Brexit ruling, services sector and rates freeze offer triple tonic for sterling
Sterling leapt to a three-and-a-half week high against the US dollar after the High Court ruled that Brexit must face a parliamentary vote before Article 50 is triggered.
The pound surged to 1.249 versus the dollar, before paring gains to trade up 1% at 1.243.
Three senior judges ruled that Prime Minister Theresa May does not have the power to use the royal prerogative to push the button on Article 50 of the Lisbon Treaty without the prior authority of Parliament.
Sterling also climbed 1% against the euro to 1.120, despite the Government's immediate announcement that it would appeal against the decision at the Supreme Court.
Kathleen Brooks, head of research at City Index, said the ruling had pushed the pound to its highest level since the flash crash last month.

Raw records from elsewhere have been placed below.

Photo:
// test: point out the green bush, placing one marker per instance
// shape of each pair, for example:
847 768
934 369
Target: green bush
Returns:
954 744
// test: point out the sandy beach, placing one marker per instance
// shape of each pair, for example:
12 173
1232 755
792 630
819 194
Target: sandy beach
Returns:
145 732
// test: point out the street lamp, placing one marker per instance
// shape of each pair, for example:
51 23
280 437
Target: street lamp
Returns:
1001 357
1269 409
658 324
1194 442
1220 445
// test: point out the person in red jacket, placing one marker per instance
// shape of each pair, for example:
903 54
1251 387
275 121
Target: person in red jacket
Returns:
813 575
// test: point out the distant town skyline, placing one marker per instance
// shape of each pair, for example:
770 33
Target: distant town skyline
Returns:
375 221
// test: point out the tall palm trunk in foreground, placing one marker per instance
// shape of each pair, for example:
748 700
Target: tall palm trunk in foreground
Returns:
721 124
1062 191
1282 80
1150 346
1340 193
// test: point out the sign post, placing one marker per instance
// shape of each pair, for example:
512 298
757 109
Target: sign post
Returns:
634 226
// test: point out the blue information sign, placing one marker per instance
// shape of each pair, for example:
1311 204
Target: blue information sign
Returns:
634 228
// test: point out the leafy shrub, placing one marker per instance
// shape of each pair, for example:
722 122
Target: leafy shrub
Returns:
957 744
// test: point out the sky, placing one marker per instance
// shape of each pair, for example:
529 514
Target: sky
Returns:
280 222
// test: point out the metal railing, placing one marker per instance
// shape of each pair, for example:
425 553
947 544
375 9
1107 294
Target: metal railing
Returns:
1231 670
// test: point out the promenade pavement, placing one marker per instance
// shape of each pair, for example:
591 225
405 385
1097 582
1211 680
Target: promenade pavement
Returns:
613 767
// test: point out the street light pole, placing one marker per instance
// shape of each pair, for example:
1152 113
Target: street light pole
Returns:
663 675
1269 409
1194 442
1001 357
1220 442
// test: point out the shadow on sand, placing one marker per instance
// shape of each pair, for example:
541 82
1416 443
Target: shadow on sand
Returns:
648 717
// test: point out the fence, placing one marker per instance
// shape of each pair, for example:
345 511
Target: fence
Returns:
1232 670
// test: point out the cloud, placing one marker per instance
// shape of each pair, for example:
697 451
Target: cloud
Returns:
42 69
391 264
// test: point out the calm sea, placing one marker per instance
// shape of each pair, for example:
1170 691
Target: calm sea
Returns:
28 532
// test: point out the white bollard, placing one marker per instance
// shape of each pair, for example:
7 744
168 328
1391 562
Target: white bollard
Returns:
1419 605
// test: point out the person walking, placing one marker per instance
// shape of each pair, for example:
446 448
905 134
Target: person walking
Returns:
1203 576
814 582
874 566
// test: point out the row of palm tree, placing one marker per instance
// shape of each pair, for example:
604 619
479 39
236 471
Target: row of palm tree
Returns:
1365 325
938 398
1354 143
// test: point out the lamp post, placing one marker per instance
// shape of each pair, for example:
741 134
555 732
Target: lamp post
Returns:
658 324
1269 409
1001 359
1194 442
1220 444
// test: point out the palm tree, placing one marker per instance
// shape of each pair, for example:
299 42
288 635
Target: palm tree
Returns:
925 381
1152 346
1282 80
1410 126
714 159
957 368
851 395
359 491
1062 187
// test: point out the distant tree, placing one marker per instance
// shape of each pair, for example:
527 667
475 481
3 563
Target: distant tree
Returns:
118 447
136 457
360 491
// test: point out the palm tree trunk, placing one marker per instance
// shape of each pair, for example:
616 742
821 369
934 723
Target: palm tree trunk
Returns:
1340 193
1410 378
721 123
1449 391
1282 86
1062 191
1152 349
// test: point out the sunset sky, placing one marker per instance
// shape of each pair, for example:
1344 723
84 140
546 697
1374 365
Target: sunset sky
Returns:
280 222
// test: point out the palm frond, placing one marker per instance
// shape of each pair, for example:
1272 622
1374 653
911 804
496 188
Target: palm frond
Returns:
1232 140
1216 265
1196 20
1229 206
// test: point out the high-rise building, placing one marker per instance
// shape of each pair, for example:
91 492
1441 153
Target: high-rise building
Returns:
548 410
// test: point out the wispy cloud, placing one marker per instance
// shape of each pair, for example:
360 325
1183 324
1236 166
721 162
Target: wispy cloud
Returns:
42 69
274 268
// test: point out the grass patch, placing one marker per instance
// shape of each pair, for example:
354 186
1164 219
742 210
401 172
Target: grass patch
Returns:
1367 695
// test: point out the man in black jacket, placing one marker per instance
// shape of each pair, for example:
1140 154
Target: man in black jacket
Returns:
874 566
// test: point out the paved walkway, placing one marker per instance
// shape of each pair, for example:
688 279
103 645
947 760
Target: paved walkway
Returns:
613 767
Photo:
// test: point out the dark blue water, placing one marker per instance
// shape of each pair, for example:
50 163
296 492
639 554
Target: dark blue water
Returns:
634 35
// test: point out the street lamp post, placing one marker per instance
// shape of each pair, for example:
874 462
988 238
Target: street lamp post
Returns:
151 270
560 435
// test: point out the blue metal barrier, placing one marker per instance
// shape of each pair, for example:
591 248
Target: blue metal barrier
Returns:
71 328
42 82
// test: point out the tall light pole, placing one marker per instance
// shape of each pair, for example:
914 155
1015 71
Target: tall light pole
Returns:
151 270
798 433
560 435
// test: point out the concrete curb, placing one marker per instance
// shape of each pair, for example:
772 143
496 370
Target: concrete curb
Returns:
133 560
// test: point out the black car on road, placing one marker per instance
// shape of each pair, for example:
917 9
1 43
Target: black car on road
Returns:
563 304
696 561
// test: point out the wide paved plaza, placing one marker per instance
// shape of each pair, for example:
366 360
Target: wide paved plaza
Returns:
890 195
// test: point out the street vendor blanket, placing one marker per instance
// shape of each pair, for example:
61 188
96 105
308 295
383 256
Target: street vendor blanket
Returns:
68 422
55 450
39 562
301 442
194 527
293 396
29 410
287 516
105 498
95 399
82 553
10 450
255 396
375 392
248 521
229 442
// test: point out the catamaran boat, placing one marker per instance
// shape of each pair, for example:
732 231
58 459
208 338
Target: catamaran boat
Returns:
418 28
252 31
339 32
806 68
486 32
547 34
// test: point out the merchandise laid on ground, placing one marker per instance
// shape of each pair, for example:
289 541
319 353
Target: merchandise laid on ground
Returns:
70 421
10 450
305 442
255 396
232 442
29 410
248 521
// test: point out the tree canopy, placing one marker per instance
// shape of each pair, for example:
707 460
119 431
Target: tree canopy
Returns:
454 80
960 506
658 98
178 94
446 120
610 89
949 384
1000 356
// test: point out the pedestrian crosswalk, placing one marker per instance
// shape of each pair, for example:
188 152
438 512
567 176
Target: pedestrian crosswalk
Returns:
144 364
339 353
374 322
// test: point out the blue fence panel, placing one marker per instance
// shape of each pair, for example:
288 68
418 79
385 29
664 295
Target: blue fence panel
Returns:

"This decision has increased the uncertainty around the UK's decision to leave the EU.
"While normally uncertainty is bad for the markets, this time it is good for the pound."
T he landmark ruling was part of a triple tonic for sterling, which was buoyed by better-than-expected data from the services sector and the Bank of England's decision to keep interest rates on hold.
The Bank's Monetary Policy Committee voted unanimously in favour of keeping rates at 0.25% , but warned that tough times were still ahead with lagging growth and an expected jump in inflation to 2.7% next year.
The update from the Bank came after it was revealed that output in Britain's powerhouse services sector rose last month despite costs climbing at their fastest pace for more than five years.
The closely watched Markit/CIPS services purchasing managers' index (PMI) hit 54.5 in October, up from 52.6 in September and above economists' expectations of 52.5.